Douglas Allen, research computational biologist for the U.S. Department of Agriculture's Agriculture Research Service and associate member and principle investigator for Donald Danforth Plant Science Center, will be featured as the next speaker in the Biochemistry and Molecular Biophysics Seminar Series. He will present "Applications of transient isotopic labeling to assess metabolic fluxes of primary metabolism in plant tissues" at 4 p.m. Thursday, April 26, in 13 Leasure Hall.

Allen received his doctorate in engineering from Purdue University. He has worked for Archer Daniels Midland Company and the Great Lakes Bioenergy Research Center at Michigan State University before taking his position at Danforth Center.

Presentation abstract: Improving plant composition and yield through metabolic engineering is an important goal to meet future food and other renewable resource demands.
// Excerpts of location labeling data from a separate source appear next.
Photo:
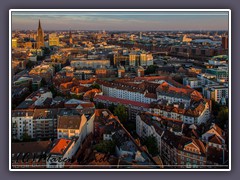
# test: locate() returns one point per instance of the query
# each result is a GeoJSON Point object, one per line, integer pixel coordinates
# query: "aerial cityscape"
{"type": "Point", "coordinates": [140, 90]}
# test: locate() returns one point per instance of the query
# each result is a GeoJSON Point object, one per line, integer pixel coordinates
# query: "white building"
{"type": "Point", "coordinates": [22, 124]}
{"type": "Point", "coordinates": [62, 152]}
{"type": "Point", "coordinates": [192, 82]}
{"type": "Point", "coordinates": [219, 93]}
{"type": "Point", "coordinates": [39, 96]}
{"type": "Point", "coordinates": [144, 129]}
{"type": "Point", "coordinates": [189, 115]}
{"type": "Point", "coordinates": [78, 64]}
{"type": "Point", "coordinates": [134, 95]}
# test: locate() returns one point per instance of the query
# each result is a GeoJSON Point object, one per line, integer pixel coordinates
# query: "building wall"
{"type": "Point", "coordinates": [21, 125]}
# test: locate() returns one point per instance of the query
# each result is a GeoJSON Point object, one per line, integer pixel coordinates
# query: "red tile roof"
{"type": "Point", "coordinates": [61, 146]}
{"type": "Point", "coordinates": [122, 101]}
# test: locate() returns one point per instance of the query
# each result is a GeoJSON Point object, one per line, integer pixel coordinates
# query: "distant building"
{"type": "Point", "coordinates": [216, 92]}
{"type": "Point", "coordinates": [121, 72]}
{"type": "Point", "coordinates": [53, 39]}
{"type": "Point", "coordinates": [14, 43]}
{"type": "Point", "coordinates": [225, 42]}
{"type": "Point", "coordinates": [40, 36]}
{"type": "Point", "coordinates": [62, 152]}
{"type": "Point", "coordinates": [30, 154]}
{"type": "Point", "coordinates": [22, 124]}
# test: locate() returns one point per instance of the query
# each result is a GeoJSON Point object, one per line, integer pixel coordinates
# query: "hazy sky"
{"type": "Point", "coordinates": [141, 21]}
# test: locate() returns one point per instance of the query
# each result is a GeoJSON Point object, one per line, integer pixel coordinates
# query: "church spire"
{"type": "Point", "coordinates": [39, 25]}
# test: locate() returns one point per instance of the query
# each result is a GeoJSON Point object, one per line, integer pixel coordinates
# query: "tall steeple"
{"type": "Point", "coordinates": [70, 37]}
{"type": "Point", "coordinates": [40, 36]}
{"type": "Point", "coordinates": [39, 24]}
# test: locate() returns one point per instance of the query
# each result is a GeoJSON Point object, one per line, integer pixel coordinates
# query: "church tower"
{"type": "Point", "coordinates": [70, 37]}
{"type": "Point", "coordinates": [40, 36]}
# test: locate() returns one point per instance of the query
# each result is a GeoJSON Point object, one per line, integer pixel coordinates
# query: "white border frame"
{"type": "Point", "coordinates": [117, 10]}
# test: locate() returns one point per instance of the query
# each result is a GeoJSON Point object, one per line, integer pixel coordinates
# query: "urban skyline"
{"type": "Point", "coordinates": [119, 21]}
{"type": "Point", "coordinates": [110, 100]}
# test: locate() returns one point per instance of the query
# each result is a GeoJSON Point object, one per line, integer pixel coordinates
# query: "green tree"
{"type": "Point", "coordinates": [111, 108]}
{"type": "Point", "coordinates": [215, 107]}
{"type": "Point", "coordinates": [100, 105]}
{"type": "Point", "coordinates": [222, 117]}
{"type": "Point", "coordinates": [120, 111]}
{"type": "Point", "coordinates": [30, 64]}
{"type": "Point", "coordinates": [151, 143]}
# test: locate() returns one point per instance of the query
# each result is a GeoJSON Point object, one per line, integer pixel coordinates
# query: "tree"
{"type": "Point", "coordinates": [100, 105]}
{"type": "Point", "coordinates": [215, 107]}
{"type": "Point", "coordinates": [151, 143]}
{"type": "Point", "coordinates": [30, 64]}
{"type": "Point", "coordinates": [222, 117]}
{"type": "Point", "coordinates": [111, 108]}
{"type": "Point", "coordinates": [120, 111]}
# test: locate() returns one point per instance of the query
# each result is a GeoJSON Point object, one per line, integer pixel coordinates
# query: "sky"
{"type": "Point", "coordinates": [120, 21]}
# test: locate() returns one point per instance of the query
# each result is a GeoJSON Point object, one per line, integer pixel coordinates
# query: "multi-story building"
{"type": "Point", "coordinates": [53, 39]}
{"type": "Point", "coordinates": [62, 152]}
{"type": "Point", "coordinates": [127, 91]}
{"type": "Point", "coordinates": [30, 154]}
{"type": "Point", "coordinates": [22, 124]}
{"type": "Point", "coordinates": [192, 82]}
{"type": "Point", "coordinates": [221, 73]}
{"type": "Point", "coordinates": [72, 124]}
{"type": "Point", "coordinates": [78, 64]}
{"type": "Point", "coordinates": [194, 113]}
{"type": "Point", "coordinates": [45, 71]}
{"type": "Point", "coordinates": [175, 149]}
{"type": "Point", "coordinates": [132, 107]}
{"type": "Point", "coordinates": [219, 93]}
{"type": "Point", "coordinates": [45, 123]}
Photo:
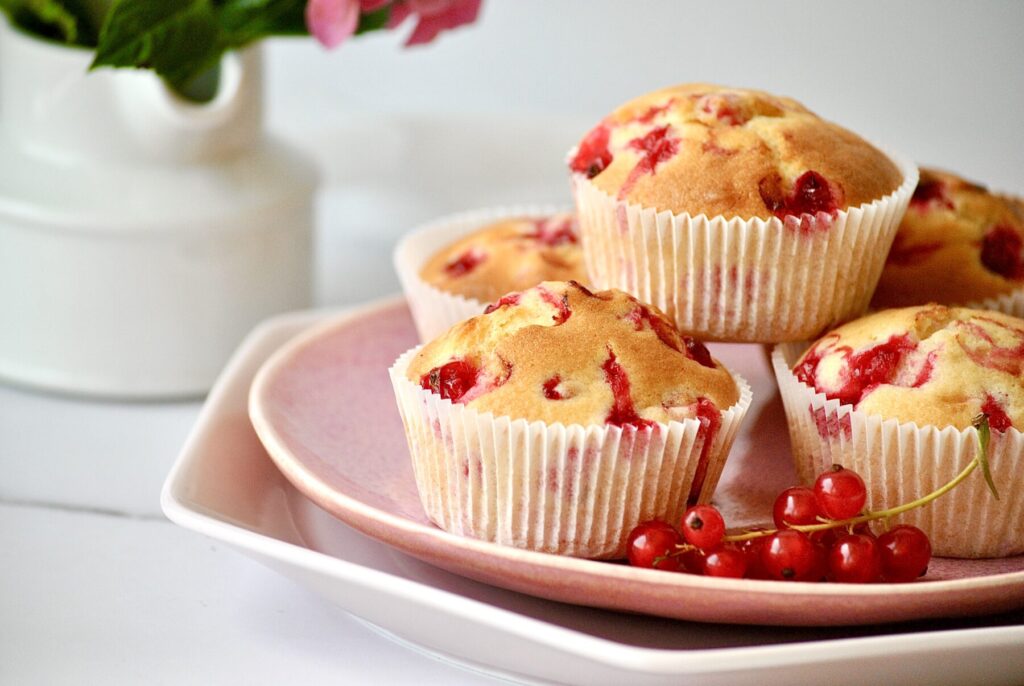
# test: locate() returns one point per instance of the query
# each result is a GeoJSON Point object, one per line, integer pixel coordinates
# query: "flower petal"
{"type": "Point", "coordinates": [331, 22]}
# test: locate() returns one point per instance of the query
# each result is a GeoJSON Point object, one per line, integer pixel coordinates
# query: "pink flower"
{"type": "Point", "coordinates": [434, 16]}
{"type": "Point", "coordinates": [332, 22]}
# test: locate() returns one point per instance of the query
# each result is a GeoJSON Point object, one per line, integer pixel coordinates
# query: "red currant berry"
{"type": "Point", "coordinates": [649, 546]}
{"type": "Point", "coordinates": [796, 506]}
{"type": "Point", "coordinates": [702, 526]}
{"type": "Point", "coordinates": [841, 492]}
{"type": "Point", "coordinates": [854, 558]}
{"type": "Point", "coordinates": [905, 553]}
{"type": "Point", "coordinates": [790, 556]}
{"type": "Point", "coordinates": [725, 562]}
{"type": "Point", "coordinates": [752, 549]}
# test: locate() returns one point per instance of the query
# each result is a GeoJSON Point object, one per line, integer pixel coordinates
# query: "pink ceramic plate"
{"type": "Point", "coordinates": [324, 409]}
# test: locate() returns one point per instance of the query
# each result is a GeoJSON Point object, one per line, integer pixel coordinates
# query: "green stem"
{"type": "Point", "coordinates": [981, 459]}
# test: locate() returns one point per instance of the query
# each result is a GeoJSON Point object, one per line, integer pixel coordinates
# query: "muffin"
{"type": "Point", "coordinates": [728, 208]}
{"type": "Point", "coordinates": [562, 418]}
{"type": "Point", "coordinates": [957, 244]}
{"type": "Point", "coordinates": [452, 268]}
{"type": "Point", "coordinates": [893, 396]}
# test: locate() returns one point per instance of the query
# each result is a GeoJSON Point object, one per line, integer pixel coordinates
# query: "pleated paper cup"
{"type": "Point", "coordinates": [434, 310]}
{"type": "Point", "coordinates": [565, 489]}
{"type": "Point", "coordinates": [901, 462]}
{"type": "Point", "coordinates": [1009, 303]}
{"type": "Point", "coordinates": [738, 280]}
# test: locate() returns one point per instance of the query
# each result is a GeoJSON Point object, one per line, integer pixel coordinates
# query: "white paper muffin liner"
{"type": "Point", "coordinates": [566, 489]}
{"type": "Point", "coordinates": [901, 462]}
{"type": "Point", "coordinates": [744, 281]}
{"type": "Point", "coordinates": [434, 310]}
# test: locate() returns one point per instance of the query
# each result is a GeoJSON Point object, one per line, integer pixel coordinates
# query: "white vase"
{"type": "Point", "coordinates": [141, 234]}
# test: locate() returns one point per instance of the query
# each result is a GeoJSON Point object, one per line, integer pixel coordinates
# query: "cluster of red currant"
{"type": "Point", "coordinates": [820, 534]}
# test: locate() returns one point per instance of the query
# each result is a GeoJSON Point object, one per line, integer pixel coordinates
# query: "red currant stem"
{"type": "Point", "coordinates": [980, 460]}
{"type": "Point", "coordinates": [749, 536]}
{"type": "Point", "coordinates": [680, 548]}
{"type": "Point", "coordinates": [981, 424]}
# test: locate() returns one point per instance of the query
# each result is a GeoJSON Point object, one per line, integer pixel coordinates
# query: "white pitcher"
{"type": "Point", "coordinates": [141, 234]}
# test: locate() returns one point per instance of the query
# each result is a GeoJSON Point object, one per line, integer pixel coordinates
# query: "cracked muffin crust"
{"type": "Point", "coordinates": [561, 353]}
{"type": "Point", "coordinates": [508, 255]}
{"type": "Point", "coordinates": [930, 365]}
{"type": "Point", "coordinates": [957, 244]}
{"type": "Point", "coordinates": [700, 148]}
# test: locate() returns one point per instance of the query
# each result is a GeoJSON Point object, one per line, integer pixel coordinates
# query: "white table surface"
{"type": "Point", "coordinates": [96, 587]}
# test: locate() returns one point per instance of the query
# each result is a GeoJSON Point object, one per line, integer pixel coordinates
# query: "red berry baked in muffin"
{"type": "Point", "coordinates": [699, 148]}
{"type": "Point", "coordinates": [508, 255]}
{"type": "Point", "coordinates": [561, 418]}
{"type": "Point", "coordinates": [894, 395]}
{"type": "Point", "coordinates": [957, 244]}
{"type": "Point", "coordinates": [724, 206]}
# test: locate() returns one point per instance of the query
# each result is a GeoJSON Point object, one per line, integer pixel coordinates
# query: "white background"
{"type": "Point", "coordinates": [96, 588]}
{"type": "Point", "coordinates": [497, 105]}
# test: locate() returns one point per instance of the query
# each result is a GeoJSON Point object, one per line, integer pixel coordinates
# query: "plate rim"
{"type": "Point", "coordinates": [207, 520]}
{"type": "Point", "coordinates": [304, 479]}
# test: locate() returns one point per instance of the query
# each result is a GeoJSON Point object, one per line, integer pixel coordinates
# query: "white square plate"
{"type": "Point", "coordinates": [225, 486]}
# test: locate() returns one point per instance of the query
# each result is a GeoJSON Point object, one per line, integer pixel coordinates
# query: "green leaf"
{"type": "Point", "coordinates": [246, 20]}
{"type": "Point", "coordinates": [179, 40]}
{"type": "Point", "coordinates": [374, 20]}
{"type": "Point", "coordinates": [984, 435]}
{"type": "Point", "coordinates": [49, 18]}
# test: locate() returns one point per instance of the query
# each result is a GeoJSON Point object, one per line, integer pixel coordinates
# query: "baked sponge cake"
{"type": "Point", "coordinates": [933, 366]}
{"type": "Point", "coordinates": [709, 149]}
{"type": "Point", "coordinates": [560, 353]}
{"type": "Point", "coordinates": [511, 254]}
{"type": "Point", "coordinates": [726, 207]}
{"type": "Point", "coordinates": [893, 395]}
{"type": "Point", "coordinates": [957, 244]}
{"type": "Point", "coordinates": [561, 418]}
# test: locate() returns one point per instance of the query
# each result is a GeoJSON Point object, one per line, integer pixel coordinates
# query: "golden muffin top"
{"type": "Point", "coordinates": [957, 244]}
{"type": "Point", "coordinates": [560, 353]}
{"type": "Point", "coordinates": [700, 148]}
{"type": "Point", "coordinates": [931, 365]}
{"type": "Point", "coordinates": [508, 255]}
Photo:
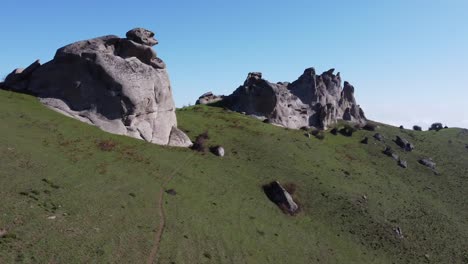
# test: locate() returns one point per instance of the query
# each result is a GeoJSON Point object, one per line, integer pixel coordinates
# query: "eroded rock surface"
{"type": "Point", "coordinates": [116, 84]}
{"type": "Point", "coordinates": [312, 100]}
{"type": "Point", "coordinates": [209, 98]}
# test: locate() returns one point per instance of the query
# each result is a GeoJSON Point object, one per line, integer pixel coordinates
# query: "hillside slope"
{"type": "Point", "coordinates": [71, 193]}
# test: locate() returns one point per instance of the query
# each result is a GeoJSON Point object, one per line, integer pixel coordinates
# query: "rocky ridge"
{"type": "Point", "coordinates": [312, 100]}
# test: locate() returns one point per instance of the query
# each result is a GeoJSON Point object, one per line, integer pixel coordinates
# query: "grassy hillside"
{"type": "Point", "coordinates": [71, 193]}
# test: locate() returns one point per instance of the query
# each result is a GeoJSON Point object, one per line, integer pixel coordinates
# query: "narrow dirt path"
{"type": "Point", "coordinates": [161, 212]}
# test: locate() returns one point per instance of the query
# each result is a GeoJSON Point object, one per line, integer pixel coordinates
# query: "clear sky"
{"type": "Point", "coordinates": [408, 60]}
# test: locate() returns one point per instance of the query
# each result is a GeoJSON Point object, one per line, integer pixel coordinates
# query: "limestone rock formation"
{"type": "Point", "coordinates": [116, 84]}
{"type": "Point", "coordinates": [209, 98]}
{"type": "Point", "coordinates": [312, 100]}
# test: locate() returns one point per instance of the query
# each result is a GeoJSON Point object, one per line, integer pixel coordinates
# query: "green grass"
{"type": "Point", "coordinates": [105, 199]}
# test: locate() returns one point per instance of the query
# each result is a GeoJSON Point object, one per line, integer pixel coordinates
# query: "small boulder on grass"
{"type": "Point", "coordinates": [402, 163]}
{"type": "Point", "coordinates": [217, 150]}
{"type": "Point", "coordinates": [3, 232]}
{"type": "Point", "coordinates": [282, 198]}
{"type": "Point", "coordinates": [378, 137]}
{"type": "Point", "coordinates": [428, 163]}
{"type": "Point", "coordinates": [200, 142]}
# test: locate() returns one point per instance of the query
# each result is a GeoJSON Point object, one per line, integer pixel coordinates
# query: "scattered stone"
{"type": "Point", "coordinates": [370, 126]}
{"type": "Point", "coordinates": [389, 152]}
{"type": "Point", "coordinates": [171, 192]}
{"type": "Point", "coordinates": [403, 163]}
{"type": "Point", "coordinates": [117, 84]}
{"type": "Point", "coordinates": [218, 151]}
{"type": "Point", "coordinates": [209, 98]}
{"type": "Point", "coordinates": [398, 232]}
{"type": "Point", "coordinates": [378, 137]}
{"type": "Point", "coordinates": [177, 138]}
{"type": "Point", "coordinates": [312, 100]}
{"type": "Point", "coordinates": [428, 163]}
{"type": "Point", "coordinates": [278, 195]}
{"type": "Point", "coordinates": [3, 232]}
{"type": "Point", "coordinates": [436, 126]}
{"type": "Point", "coordinates": [404, 144]}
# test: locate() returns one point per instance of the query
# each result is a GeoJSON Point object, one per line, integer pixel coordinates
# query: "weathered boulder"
{"type": "Point", "coordinates": [428, 163]}
{"type": "Point", "coordinates": [209, 98]}
{"type": "Point", "coordinates": [389, 152]}
{"type": "Point", "coordinates": [278, 195]}
{"type": "Point", "coordinates": [116, 84]}
{"type": "Point", "coordinates": [18, 79]}
{"type": "Point", "coordinates": [142, 36]}
{"type": "Point", "coordinates": [218, 151]}
{"type": "Point", "coordinates": [404, 144]}
{"type": "Point", "coordinates": [311, 100]}
{"type": "Point", "coordinates": [378, 137]}
{"type": "Point", "coordinates": [177, 138]}
{"type": "Point", "coordinates": [403, 163]}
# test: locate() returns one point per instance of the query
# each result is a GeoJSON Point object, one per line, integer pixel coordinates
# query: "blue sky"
{"type": "Point", "coordinates": [408, 60]}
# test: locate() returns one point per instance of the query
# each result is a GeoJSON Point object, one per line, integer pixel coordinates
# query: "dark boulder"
{"type": "Point", "coordinates": [389, 152]}
{"type": "Point", "coordinates": [402, 163]}
{"type": "Point", "coordinates": [278, 195]}
{"type": "Point", "coordinates": [365, 140]}
{"type": "Point", "coordinates": [378, 137]}
{"type": "Point", "coordinates": [404, 144]}
{"type": "Point", "coordinates": [428, 163]}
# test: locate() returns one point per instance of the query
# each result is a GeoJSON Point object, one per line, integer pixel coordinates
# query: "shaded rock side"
{"type": "Point", "coordinates": [116, 84]}
{"type": "Point", "coordinates": [312, 100]}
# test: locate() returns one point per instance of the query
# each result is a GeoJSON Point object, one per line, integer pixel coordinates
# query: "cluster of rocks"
{"type": "Point", "coordinates": [313, 100]}
{"type": "Point", "coordinates": [209, 98]}
{"type": "Point", "coordinates": [117, 84]}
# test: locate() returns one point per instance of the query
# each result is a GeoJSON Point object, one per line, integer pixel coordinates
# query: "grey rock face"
{"type": "Point", "coordinates": [277, 194]}
{"type": "Point", "coordinates": [142, 36]}
{"type": "Point", "coordinates": [311, 100]}
{"type": "Point", "coordinates": [177, 138]}
{"type": "Point", "coordinates": [403, 163]}
{"type": "Point", "coordinates": [209, 98]}
{"type": "Point", "coordinates": [116, 84]}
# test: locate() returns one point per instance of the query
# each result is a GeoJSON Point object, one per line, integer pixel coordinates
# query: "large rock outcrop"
{"type": "Point", "coordinates": [312, 100]}
{"type": "Point", "coordinates": [117, 84]}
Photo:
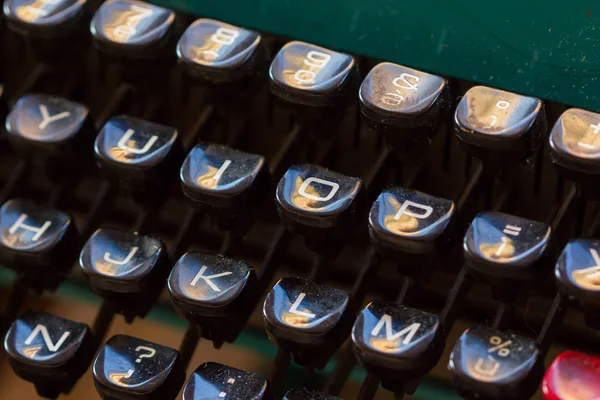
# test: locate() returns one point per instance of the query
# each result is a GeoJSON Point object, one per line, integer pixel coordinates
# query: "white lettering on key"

At the heart of plant productivity is the balance of carbon assimilation through photosynthetic activity and its partitioning including steps that respire carbon as well those that produce protein, oil, carbohydrates or other compounds. Measuring dynamic plant activity such as the fluxes through cellular metabolism requires isotopic tracers that can assess atom transitions without disturbing pathway operation. The choice of isotope substrates is constrained to those that are endogenous sources for the tissue under study which can greatly limit the experiment, for example, in autotrophic tissues CO2, is the primary source of carbon. Analogously other pathways in metabolism are either linear (e.g. some secondary metabolite pathways) or primarily use a single source of carbon for biosynthesis (e.g. acetyl-CoA for lipids).

Flux analysis in plants has been limited to central metabolism in tissues the exhibit long metabolic steady states including studies in seeds and cells. Thus the constraints of biological operation have hindered what could be accomplished by computational flux analysis however recent applications of nonstationary MFA utilize transient isotopic labeling and can therefore involve much shorter time frames that are less limited by choice of tracer. Here, plant-based labeling studies aimed at deciphering metabolic operation in multiple tissues will be described. Such studies suggest what may be possible through new modeling tools, strategies with isotopic labeling, mass spectrometry and MFA that are being developed to better elucidate biochemical network operation and plant function.